Python RegEx

Python RegEx

Python RegEx (python regular expressions) is a concept of writing and finding expressions in a pool of characters easily.

A Regular expression (RegEx) is a set of characters that defines search patterns in python.

For example;

^p….n$

The above expression is a RegEx in python that says find a match in words that start with p, end with n, and has four characters in between.

Expression	String	Matched?
^p….n$	python	Matched
	pigeon	Matched
	pepper	No Match
	peer	No Match

In the above example, since the word "python" and "pigeon" started with p, ended with n, and have four characters in between those two, they are a match.

import re

pattern = '^p....n$'

test_string = 'python'

result = re.match(pattern, test_string)


if result:

  print("Search successful.")

else:

  print("Search unsuccessful.")

Output:

Search successful.

In the above code, we used a regular expression pattern and searched it against a test string. We used the match function of the re module in python.

Regular Expressions

Let’s see how regular expressions are written? And what characters are used in writing regular expressions?

In the previous example, '^p....n$', both ^ and $ are metacharacters used to write regular expressions.

Metacharacters

Metacharacters in a regular expression deliver a special meaning or directive to the interpreting mechanism.
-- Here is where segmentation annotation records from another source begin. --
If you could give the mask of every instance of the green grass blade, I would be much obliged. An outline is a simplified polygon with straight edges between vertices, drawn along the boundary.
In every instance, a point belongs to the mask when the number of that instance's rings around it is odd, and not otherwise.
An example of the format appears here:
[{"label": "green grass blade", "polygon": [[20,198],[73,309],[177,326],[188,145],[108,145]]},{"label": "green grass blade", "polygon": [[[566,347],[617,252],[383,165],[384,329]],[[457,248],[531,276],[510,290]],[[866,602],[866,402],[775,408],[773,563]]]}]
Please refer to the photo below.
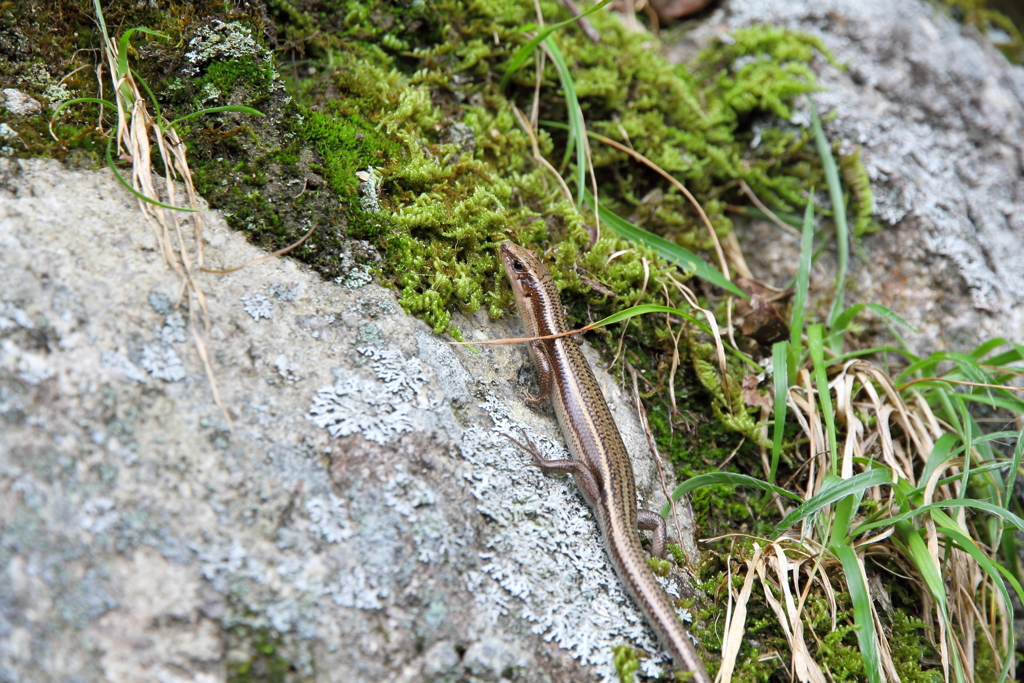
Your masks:
[{"label": "green grass blade", "polygon": [[701,332],[706,334],[712,334],[711,328],[708,327],[708,324],[703,323],[699,318],[690,315],[684,310],[673,308],[672,306],[662,306],[656,303],[645,303],[639,306],[630,306],[629,308],[616,310],[611,315],[608,315],[607,317],[602,317],[597,323],[592,323],[591,327],[603,328],[606,325],[612,325],[613,323],[622,323],[623,321],[628,321],[631,317],[636,317],[637,315],[645,315],[647,313],[670,313],[672,315],[679,315],[684,321],[687,321],[697,326]]},{"label": "green grass blade", "polygon": [[[585,190],[584,197],[587,203],[593,207],[594,198],[590,193]],[[690,250],[680,247],[674,242],[669,242],[659,234],[654,234],[638,225],[634,225],[610,209],[606,209],[603,205],[598,208],[598,215],[601,218],[601,222],[610,227],[620,237],[653,249],[669,263],[675,263],[678,266],[691,269],[700,280],[707,281],[716,287],[721,287],[743,299],[750,299],[741,289],[726,280],[725,275],[715,266]]]},{"label": "green grass blade", "polygon": [[[749,488],[760,488],[761,490],[766,490],[772,494],[778,494],[782,498],[788,498],[793,501],[800,502],[801,498],[788,492],[781,486],[776,486],[770,484],[763,479],[757,479],[745,474],[734,474],[732,472],[709,472],[708,474],[698,474],[695,477],[690,477],[683,483],[676,486],[676,489],[672,492],[672,500],[678,501],[680,498],[690,493],[691,490],[696,490],[701,486],[711,486],[719,483],[733,484],[735,486],[746,486]],[[669,505],[666,504],[662,508],[662,516],[668,517],[669,515]]]},{"label": "green grass blade", "polygon": [[239,112],[240,114],[252,114],[253,116],[263,116],[262,112],[254,110],[251,106],[242,106],[241,104],[230,104],[228,106],[211,106],[210,109],[200,110],[199,112],[193,112],[191,114],[186,114],[183,117],[177,118],[174,121],[172,121],[167,127],[173,128],[175,125],[187,119],[191,119],[193,117],[202,116],[204,114],[219,114],[221,112]]},{"label": "green grass blade", "polygon": [[1008,503],[1013,498],[1014,486],[1017,485],[1017,471],[1020,469],[1022,457],[1024,457],[1024,430],[1021,430],[1020,434],[1017,435],[1017,447],[1014,449],[1014,459],[1011,463],[1010,473],[1007,475],[1005,488]]},{"label": "green grass blade", "polygon": [[775,426],[771,442],[771,470],[768,472],[768,483],[775,483],[778,472],[778,460],[782,455],[782,432],[785,429],[785,398],[790,392],[790,373],[786,369],[786,355],[790,343],[780,341],[772,344],[772,381],[775,384]]},{"label": "green grass blade", "polygon": [[118,171],[118,167],[114,164],[114,154],[111,151],[113,145],[114,145],[114,138],[112,137],[109,140],[106,140],[106,165],[110,166],[112,171],[114,171],[114,177],[116,177],[118,181],[122,185],[124,185],[128,189],[128,191],[130,191],[132,195],[139,198],[143,202],[146,202],[154,206],[159,206],[161,209],[170,209],[172,211],[187,211],[188,213],[209,213],[208,211],[203,211],[202,209],[186,209],[184,207],[172,206],[170,204],[162,204],[161,202],[158,202],[155,199],[151,199],[145,195],[143,195],[142,193],[135,189],[134,187],[132,187],[131,184],[129,184],[129,182],[124,179],[124,176],[121,175],[121,172]]},{"label": "green grass blade", "polygon": [[800,266],[797,268],[796,291],[793,295],[793,317],[790,318],[790,341],[799,352],[803,346],[804,307],[811,282],[811,256],[814,253],[814,190],[804,211],[803,237],[800,242]]},{"label": "green grass blade", "polygon": [[[505,75],[502,76],[501,89],[503,91],[505,90],[506,86],[508,86],[509,84],[509,81],[512,79],[512,76],[517,71],[522,69],[522,66],[526,63],[526,61],[529,59],[530,56],[532,56],[534,50],[536,50],[541,43],[547,40],[548,36],[553,34],[555,31],[558,31],[562,27],[568,26],[573,22],[582,19],[588,14],[593,14],[594,12],[596,12],[601,7],[604,7],[609,2],[611,2],[611,0],[601,0],[601,2],[594,5],[587,11],[581,13],[579,16],[567,18],[564,22],[559,22],[558,24],[552,24],[551,26],[538,31],[537,35],[534,36],[534,38],[531,38],[528,43],[521,46],[518,50],[515,51],[515,54],[512,55],[512,58],[509,60],[509,66],[505,69]],[[534,31],[538,27],[536,24],[530,24],[522,27],[520,31]]]},{"label": "green grass blade", "polygon": [[869,310],[873,310],[876,313],[878,313],[882,317],[884,317],[884,318],[886,318],[888,321],[891,321],[891,322],[895,323],[896,325],[904,327],[904,328],[906,328],[907,330],[909,330],[910,332],[912,332],[914,334],[920,334],[918,332],[918,330],[914,329],[914,327],[912,325],[910,325],[909,323],[907,323],[906,321],[904,321],[902,317],[900,317],[899,314],[897,314],[896,312],[890,310],[889,308],[886,308],[885,306],[883,306],[881,304],[877,304],[877,303],[858,303],[858,304],[856,304],[854,306],[850,306],[849,308],[847,308],[846,310],[844,310],[842,313],[839,313],[836,317],[833,318],[833,322],[831,322],[831,332],[833,332],[833,334],[836,334],[837,332],[842,332],[842,331],[846,330],[848,327],[850,327],[850,323],[852,323],[853,318],[857,316],[857,313],[859,313],[860,311],[862,311],[865,308],[867,308]]},{"label": "green grass blade", "polygon": [[828,183],[828,199],[833,205],[833,220],[836,222],[836,252],[839,257],[839,272],[836,274],[836,298],[833,300],[831,312],[828,314],[830,321],[837,311],[843,310],[843,288],[846,285],[847,262],[850,260],[850,231],[846,224],[846,202],[843,200],[843,185],[839,180],[839,168],[836,166],[836,159],[831,155],[831,145],[825,133],[821,130],[821,119],[818,118],[818,111],[811,102],[811,127],[814,129],[814,141],[818,147],[818,156],[821,157],[821,168],[825,173],[825,181]]},{"label": "green grass blade", "polygon": [[951,501],[939,501],[938,503],[923,505],[920,508],[915,508],[907,512],[902,512],[898,515],[893,515],[892,517],[889,517],[887,519],[880,519],[878,521],[866,522],[858,526],[854,530],[854,535],[856,536],[883,526],[898,524],[901,521],[913,519],[914,517],[923,515],[926,512],[931,513],[933,510],[944,510],[945,508],[970,508],[972,510],[981,510],[982,512],[987,512],[991,515],[999,517],[1000,519],[1002,519],[1002,521],[1012,524],[1014,528],[1016,528],[1017,530],[1024,532],[1024,519],[1021,519],[1020,517],[1010,512],[1006,508],[999,505],[992,505],[991,503],[986,503],[985,501],[973,501],[971,499],[957,498]]},{"label": "green grass blade", "polygon": [[[942,582],[942,573],[939,571],[939,567],[935,565],[932,555],[928,552],[925,540],[921,538],[921,533],[913,527],[913,524],[905,521],[898,523],[896,524],[896,532],[903,543],[906,544],[907,557],[910,558],[910,561],[918,568],[918,573],[921,574],[922,581],[925,582],[928,592],[935,599],[939,608],[939,617],[945,622],[947,638],[951,641],[955,636],[952,624],[949,621],[946,587]],[[953,663],[953,672],[956,676],[956,681],[957,683],[963,683],[964,667],[961,663],[959,653],[955,646],[947,649]]]},{"label": "green grass blade", "polygon": [[587,134],[587,128],[583,121],[583,110],[580,108],[580,100],[577,98],[575,85],[572,83],[572,74],[565,63],[558,45],[551,38],[547,38],[544,44],[551,52],[551,60],[555,62],[558,70],[558,78],[562,82],[562,89],[565,91],[565,109],[569,118],[569,143],[575,144],[577,152],[577,206],[583,206],[584,189],[587,185],[587,147],[583,136]]},{"label": "green grass blade", "polygon": [[[1007,580],[1007,582],[1010,583],[1013,589],[1017,592],[1017,597],[1020,598],[1022,602],[1024,602],[1024,590],[1021,589],[1020,582],[1017,581],[1016,577],[1007,571],[1006,568],[999,566],[996,562],[993,562],[992,559],[988,555],[986,555],[981,550],[981,548],[978,547],[978,544],[975,543],[974,539],[969,537],[967,533],[964,533],[964,531],[962,531],[959,528],[954,526],[938,526],[936,530],[939,531],[939,533],[943,533],[952,539],[953,541],[955,541],[956,546],[959,547],[964,552],[968,553],[971,557],[973,557],[975,561],[978,563],[978,565],[981,566],[981,568],[984,569],[985,572],[992,578],[992,584],[995,586],[996,589],[998,589],[999,594],[1002,596],[1002,604],[1006,606],[1007,611],[1009,612],[1010,624],[1013,624],[1014,603],[1010,599],[1010,592],[1007,591],[1007,586],[1002,582],[1000,574],[1002,578]],[[1015,635],[1016,634],[1014,633],[1013,629],[1011,629],[1011,632],[1009,634],[1010,646],[1007,648],[1006,663],[1002,665],[1002,671],[999,673],[998,683],[1002,683],[1002,681],[1007,680],[1007,677],[1010,674],[1010,668],[1014,664],[1015,659],[1014,654],[1016,650]]]},{"label": "green grass blade", "polygon": [[[871,486],[881,486],[891,484],[892,482],[892,473],[888,468],[872,469],[860,474],[854,474],[849,479],[837,479],[837,483],[822,487],[821,492],[811,498],[811,500],[803,503],[796,510],[787,514],[775,527],[775,533],[781,533],[801,519],[810,517],[826,505],[841,501],[847,496],[860,493]],[[864,526],[861,525],[859,528],[862,529]]]},{"label": "green grass blade", "polygon": [[[145,33],[151,36],[156,36],[157,38],[163,38],[164,40],[171,39],[171,37],[166,34],[143,27],[135,27],[134,29],[128,29],[125,31],[118,40],[118,73],[114,75],[114,80],[116,81],[121,81],[122,78],[127,77],[131,73],[128,69],[128,48],[131,46],[131,36],[136,32]],[[120,92],[121,96],[124,98],[126,108],[130,110],[133,102],[131,88],[127,83],[122,83]]]},{"label": "green grass blade", "polygon": [[831,394],[828,391],[828,375],[825,374],[824,342],[822,335],[825,326],[811,325],[807,328],[807,346],[814,364],[814,383],[818,387],[818,400],[821,413],[825,418],[825,428],[828,431],[828,452],[831,463],[831,473],[839,473],[839,446],[836,440],[836,416],[833,413]]},{"label": "green grass blade", "polygon": [[850,589],[853,602],[853,623],[860,644],[860,656],[864,660],[869,683],[883,683],[882,663],[879,659],[879,644],[874,635],[874,617],[871,615],[871,595],[867,590],[864,570],[857,561],[853,548],[844,546],[836,550],[836,556],[843,563],[846,585]]},{"label": "green grass blade", "polygon": [[924,487],[928,484],[928,480],[932,478],[932,473],[954,455],[953,446],[956,445],[956,441],[958,440],[953,434],[943,434],[935,440],[932,453],[929,454],[928,460],[925,461],[925,470],[921,473],[921,478],[918,479],[922,492],[924,492]]},{"label": "green grass blade", "polygon": [[160,121],[162,116],[160,113],[160,102],[157,101],[157,96],[153,94],[153,90],[150,89],[150,84],[146,83],[145,79],[139,76],[138,72],[134,69],[131,70],[131,75],[135,78],[135,82],[141,85],[142,89],[145,90],[145,94],[150,95],[150,101],[153,103],[153,118],[156,121]]}]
Some of the Metacharacters are:

[] . ^ $ * + ? {} () \ |

Square Bracket []

[aip] is a regular expression. The square bracket specifies some characters that it wishes to match against the text. If any of the characters inside the square bracket matches the test text, it will be successful.

Expression	String	Matched?
[aip]	and	matched
	april	matched
	iris	matched
	pupil	matched
	mate	Not matched

As we can see, if any of the characters specified in the bracket match within the test string, it returns match successfully.
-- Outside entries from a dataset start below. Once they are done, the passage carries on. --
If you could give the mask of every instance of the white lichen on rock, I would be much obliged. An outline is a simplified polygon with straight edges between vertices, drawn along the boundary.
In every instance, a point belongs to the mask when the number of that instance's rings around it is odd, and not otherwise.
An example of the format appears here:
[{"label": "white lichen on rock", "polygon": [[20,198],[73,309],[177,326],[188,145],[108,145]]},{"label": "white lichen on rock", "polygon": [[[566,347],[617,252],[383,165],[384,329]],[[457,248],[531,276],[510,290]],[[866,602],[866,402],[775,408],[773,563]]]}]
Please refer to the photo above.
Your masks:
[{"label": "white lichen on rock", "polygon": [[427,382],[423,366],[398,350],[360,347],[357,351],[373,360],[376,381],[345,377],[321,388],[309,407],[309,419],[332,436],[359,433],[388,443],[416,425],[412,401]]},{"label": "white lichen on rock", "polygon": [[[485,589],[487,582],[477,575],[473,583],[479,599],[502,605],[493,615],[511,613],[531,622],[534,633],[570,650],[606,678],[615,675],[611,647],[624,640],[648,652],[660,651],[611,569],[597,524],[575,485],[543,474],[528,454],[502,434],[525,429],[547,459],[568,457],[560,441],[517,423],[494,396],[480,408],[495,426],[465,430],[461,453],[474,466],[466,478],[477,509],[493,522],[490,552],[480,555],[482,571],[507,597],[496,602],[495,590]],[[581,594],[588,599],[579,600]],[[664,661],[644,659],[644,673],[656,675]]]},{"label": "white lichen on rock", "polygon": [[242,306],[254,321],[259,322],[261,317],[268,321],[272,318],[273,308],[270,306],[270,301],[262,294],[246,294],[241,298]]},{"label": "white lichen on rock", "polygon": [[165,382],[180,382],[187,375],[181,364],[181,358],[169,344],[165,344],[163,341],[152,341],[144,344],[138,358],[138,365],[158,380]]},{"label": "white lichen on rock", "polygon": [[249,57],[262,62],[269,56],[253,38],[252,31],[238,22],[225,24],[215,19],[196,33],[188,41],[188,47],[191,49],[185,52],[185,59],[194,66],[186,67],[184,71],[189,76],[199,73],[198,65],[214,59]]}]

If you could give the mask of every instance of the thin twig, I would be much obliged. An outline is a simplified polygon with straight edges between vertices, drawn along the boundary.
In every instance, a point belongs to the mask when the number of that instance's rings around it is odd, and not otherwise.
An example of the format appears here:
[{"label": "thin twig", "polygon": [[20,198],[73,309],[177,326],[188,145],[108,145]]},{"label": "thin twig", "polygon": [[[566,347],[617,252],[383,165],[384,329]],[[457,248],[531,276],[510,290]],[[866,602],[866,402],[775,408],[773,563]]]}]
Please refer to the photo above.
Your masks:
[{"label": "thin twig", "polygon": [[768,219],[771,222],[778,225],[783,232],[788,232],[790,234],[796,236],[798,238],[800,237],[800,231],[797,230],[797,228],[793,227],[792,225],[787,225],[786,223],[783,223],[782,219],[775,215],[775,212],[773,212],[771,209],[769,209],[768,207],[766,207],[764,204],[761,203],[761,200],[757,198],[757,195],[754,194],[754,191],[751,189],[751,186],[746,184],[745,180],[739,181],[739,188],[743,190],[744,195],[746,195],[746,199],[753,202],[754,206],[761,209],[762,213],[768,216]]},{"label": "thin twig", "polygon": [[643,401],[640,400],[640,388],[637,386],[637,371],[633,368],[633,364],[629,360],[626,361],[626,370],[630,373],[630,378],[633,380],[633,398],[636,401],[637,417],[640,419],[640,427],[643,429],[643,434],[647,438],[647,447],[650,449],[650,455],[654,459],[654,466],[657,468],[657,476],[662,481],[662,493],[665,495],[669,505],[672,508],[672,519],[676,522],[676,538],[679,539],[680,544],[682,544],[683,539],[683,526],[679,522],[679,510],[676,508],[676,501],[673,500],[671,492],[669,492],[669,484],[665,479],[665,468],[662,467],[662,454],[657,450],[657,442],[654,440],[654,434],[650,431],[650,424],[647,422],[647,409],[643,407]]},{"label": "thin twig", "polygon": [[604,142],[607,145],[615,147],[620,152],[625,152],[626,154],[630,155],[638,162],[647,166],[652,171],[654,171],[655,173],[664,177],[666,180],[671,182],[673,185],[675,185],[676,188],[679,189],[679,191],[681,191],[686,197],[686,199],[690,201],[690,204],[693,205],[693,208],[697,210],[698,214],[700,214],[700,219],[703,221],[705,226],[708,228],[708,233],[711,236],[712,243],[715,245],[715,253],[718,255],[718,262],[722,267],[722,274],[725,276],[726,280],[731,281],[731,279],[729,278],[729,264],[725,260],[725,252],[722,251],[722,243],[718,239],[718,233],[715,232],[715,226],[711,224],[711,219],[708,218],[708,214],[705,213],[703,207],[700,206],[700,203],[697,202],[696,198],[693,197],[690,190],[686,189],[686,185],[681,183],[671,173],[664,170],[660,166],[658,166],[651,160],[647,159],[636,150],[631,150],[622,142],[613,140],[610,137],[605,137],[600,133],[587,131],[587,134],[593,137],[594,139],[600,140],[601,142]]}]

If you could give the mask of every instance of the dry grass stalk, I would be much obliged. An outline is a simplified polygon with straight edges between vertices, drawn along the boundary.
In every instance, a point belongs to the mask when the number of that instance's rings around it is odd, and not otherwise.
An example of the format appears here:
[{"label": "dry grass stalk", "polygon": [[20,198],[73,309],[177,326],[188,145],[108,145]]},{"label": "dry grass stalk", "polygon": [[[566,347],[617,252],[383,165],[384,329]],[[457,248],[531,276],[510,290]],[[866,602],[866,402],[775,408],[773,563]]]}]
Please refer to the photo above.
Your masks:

A range of characters can be defined using dash(-):

[a-d] is equal to [abcd]

[1-5] is equal to [12345]

[1-39] is equal to [1239] and not [12345….39]

By using ^ in [], we can specify complementary characters:

[^abc] is equal to all alpha characters except a, b and c.

[^0-9] means any non-digit character.

Period (.)

A period (.) in a regular expression signifies any character can take up its place. Any character can take up its place except the newline character (/n).

Expression	Test String	Matched?
…	abc	1 Match
	ancd	1 Match (3 alphabets)
	abcdef	2 Matches (6 alphabets)
	ab	No Match

Caret (^)

Caret (^) symbol in regular expressions specifies if a test string starts with the provided character.

Expression	Test String	Matched?
^p	pathway	1 Match
	python	1 Match
	apron	No Match
^pa	pathway	1 Match
	python	No Match
	apron	No Match

Dollar ($)

As caret (^) is used to specify the starting character, dollar ($) is used to specify the end character.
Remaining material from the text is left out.